I’m seeing the performance difference in that range too. But if it were so simple, the built-in sin/cos would do the same thing you do (ignoring numerical accuracy issues). Of course it’s not that simple, your code has almost half performance with randomized input. Which is the general case that JDK methods are optimized for.

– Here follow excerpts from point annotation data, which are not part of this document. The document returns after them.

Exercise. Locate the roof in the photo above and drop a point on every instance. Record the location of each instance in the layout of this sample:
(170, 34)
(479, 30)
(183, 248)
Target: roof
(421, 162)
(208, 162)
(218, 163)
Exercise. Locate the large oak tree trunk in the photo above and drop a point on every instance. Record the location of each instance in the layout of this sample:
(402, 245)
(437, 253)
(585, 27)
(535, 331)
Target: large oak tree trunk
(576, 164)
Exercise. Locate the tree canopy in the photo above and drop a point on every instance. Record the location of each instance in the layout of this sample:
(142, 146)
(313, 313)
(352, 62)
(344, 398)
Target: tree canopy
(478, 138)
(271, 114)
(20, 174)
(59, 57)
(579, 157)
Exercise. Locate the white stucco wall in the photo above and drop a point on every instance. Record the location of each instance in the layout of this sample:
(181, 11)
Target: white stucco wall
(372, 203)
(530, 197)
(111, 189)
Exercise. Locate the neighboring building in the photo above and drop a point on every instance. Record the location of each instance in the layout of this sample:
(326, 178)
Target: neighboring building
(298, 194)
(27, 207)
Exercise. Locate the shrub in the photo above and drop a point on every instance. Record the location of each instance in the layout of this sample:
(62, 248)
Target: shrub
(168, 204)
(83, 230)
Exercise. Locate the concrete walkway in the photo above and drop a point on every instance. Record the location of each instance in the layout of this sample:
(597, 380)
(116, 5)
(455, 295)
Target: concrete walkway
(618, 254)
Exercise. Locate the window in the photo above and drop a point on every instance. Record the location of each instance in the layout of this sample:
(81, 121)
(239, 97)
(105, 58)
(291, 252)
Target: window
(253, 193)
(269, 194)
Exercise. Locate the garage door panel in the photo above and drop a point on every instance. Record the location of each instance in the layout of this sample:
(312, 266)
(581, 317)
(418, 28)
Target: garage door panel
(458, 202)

Here’s a minimum set of rules that micro-benchmarks need to obey in order to be useful:

  • Do something useful with every loop result, to avoid no-op code that gets optimized away.
  • Use randomized input, perhaps biased a bit towards the most frequent input range.
  • Don’t use Random in the benchmarking loop, generate input ahead of time and store it in an array. Preferably the array should easily fit in the CPU caches, use % addressing if necessary for long loops.
  • Extract the loop code in its own method and call it enough times to warm it up, before timing anything. OSR can be sub-optimal.

Although the benchmark wasn’t properly formulated, there’s still something rotten in Denmark. I’m away from home for another week and will have to look at this once I’m back. The gap in the numbers is way too large. If hotspot is using x87 and x87 sin/cos have changed to spitting out some microcodes to reduce die-footprint (bad me for not keep up if that’s the case) then an SSE argument reduction should be used. Actually I rather hope that sin/cos are implemented in SSE as that allows for scheduling with surrounding code. Either case argument reduction shouldn’t have this large of an impact on execution. Even assuming that hotspot has range analysis and the fast version is getting optimized into a sin/cos(x+CONST) call.

The while loop could be replaced with some statement involving two modulos. Branching is way too expensive here.

A side side note. At least on my implementation, Sun/Oracle Java’s for Windows, in rt.jar (the part of the JVM that is in pure Java) all Math.xxx methods delegate to StrictMath.xxx. So directly calling StrictMath.xxx saves one call in performance.